La fin des perturbations

« Tout a été fait, en tout cas l’essentiel, on arrive à la fin », annonce Joël Carreiras. S’il reste des travaux de voie ferrée et d’aménagements urbains jusqu’à fin septembre, il faudra aussi mettre en place la terre végétale et l’ensemencement, et notamment finir la piste cyclable sur Déodat de Séverac.
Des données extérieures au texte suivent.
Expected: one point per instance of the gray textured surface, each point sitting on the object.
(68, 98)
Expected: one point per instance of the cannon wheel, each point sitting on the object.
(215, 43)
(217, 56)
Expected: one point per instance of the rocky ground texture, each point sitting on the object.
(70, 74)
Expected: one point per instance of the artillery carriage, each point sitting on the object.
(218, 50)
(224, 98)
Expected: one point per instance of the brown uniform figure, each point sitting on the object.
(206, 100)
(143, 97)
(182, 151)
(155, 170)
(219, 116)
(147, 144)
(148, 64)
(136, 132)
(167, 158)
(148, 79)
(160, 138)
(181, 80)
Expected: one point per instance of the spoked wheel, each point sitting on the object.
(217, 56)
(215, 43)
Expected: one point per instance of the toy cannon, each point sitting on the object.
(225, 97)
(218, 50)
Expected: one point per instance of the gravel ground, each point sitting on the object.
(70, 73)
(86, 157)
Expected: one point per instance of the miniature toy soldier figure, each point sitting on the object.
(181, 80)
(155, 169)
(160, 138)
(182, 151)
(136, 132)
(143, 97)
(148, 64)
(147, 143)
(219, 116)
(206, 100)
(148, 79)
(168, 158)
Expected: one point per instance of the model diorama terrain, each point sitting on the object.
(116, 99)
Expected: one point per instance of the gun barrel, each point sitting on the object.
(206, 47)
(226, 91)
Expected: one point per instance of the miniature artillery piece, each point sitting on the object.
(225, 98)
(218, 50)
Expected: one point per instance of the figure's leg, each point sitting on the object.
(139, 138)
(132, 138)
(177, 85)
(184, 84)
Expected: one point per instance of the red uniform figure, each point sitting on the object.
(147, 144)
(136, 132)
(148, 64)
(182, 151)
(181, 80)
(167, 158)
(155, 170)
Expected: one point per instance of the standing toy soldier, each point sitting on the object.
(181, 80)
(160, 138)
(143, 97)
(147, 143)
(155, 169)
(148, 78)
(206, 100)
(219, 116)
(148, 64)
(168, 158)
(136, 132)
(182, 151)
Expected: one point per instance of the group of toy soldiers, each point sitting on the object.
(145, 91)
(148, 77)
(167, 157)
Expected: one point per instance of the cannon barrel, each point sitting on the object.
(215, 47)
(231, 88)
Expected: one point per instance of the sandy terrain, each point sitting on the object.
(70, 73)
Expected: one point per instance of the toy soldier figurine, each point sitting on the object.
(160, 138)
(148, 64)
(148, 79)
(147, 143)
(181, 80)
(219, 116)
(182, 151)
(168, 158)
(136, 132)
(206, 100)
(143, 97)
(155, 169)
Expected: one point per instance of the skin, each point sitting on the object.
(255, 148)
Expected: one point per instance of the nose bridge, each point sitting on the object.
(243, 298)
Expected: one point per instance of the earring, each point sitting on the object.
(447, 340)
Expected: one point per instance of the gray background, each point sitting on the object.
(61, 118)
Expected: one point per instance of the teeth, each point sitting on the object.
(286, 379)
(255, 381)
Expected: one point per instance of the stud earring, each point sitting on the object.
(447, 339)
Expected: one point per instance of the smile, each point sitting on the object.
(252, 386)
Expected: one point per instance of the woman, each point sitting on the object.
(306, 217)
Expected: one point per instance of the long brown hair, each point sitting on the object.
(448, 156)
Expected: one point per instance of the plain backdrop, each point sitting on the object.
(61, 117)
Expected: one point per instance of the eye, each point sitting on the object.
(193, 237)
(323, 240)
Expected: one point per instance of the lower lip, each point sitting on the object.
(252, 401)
Sur le secteur de Muret, l’ensemble des aménagements est terminé : « il reste quelques finitions ponctuelles comme des reprises de voiries etc. » Le Pont Saint-Michel est en bonne voie, comme ont pu le constater les Toulousains, avec la réalisation des quais de station et les travaux de renforcement du pont qui s’achèveront à la mise en service en décembre. « On est dans le calendrier prévu », indique-t-il. « Au-delà du respect des échéances, on est même en avance car la mise en service était initialement prévue en avril 2014 », raconte-t-il non fier d’évoquer le contentieux gagné au Conseil d’Etat (il opposait Tisséo aux riverains de l’Association pour un autre tracé, l’Apat), « si l’idée était de repousser sa mise en service, eh bien c’est raté ! » Prochaine échéance, très attendue : un premier roulage prévu le 17 octobre qui embrayera sur plusieurs marches à blanc pendant trois semaines à partir du 6 décembre. A ce jour, « on n’est pas encore sur de la circulation normale car un chantier c’est toujours perturbant mais en matière de restriction de circulation, c’est fini ! » Un projet et des travaux qui auront fait couler beaucoup d’encre. Encore récemment les plaintes des riverains se comptaient par centaines : « Mais une fois que les gens voient les rails, dès qu’ils comprennent le sens des travaux, ils les acceptent

1,7 million versé aux commerçants

Il faut dire que pour l’occasion, des indemnités ont été versées aux commerçants de manière innovante : « Une commission -présidée par un magistrat désigné par le tribunal administratif- statue -sur expertise- quant à l’impact des travaux liés au tramway sur le chiffre d’affaires des commerçants alentours. » La nouveauté ? Un système qui permet d’indemniser, par avance mensuelle, en attendant la décision finale de la commission. « Ce système aura permis de faire passer la phase de chantier, car l’objectif n’est surtout pas de tuer les commerces », ajoute Joël Carreiras, « je constate par ailleurs que dans les autres grandes villes, sur tout le linéaire du tramway, les commerces vont très bien ! » Durant ces travaux, quelques surprises néanmoins que le chantier aura su palier, ainsi le renforcement du Pont Saint Michel : « des aléas normaux, qui n’ont pas généré de surcoût. » L’enveloppe globale avoisinant les 115 millions d’euros au total. Et si le calendrier a su être respecté malgré les retards imputables à tous les chantiers, c’est qu’une technique innovante a été utilisée pour la pose des rails : « nous n’avons pas procédé de la même manière que pour la ligne T1, avec ce système de pose, nous avons gagné trois mois. » Autre nouveauté liée au chantier du tramway : « 60 000 heures ont été effectuées par du personnel en insertion ».

Aurélie Renne

En chiffres

La ligne Garonne c’est :

6 stations

200 places/rame

20km/h de vitesse moyenne

500 mètres entre chaque station

Amplitude horaire 5h15-minuit 30 (1h30 le samedi) (Toulouse est la ville où le réseau ferme le plus tard après Paris)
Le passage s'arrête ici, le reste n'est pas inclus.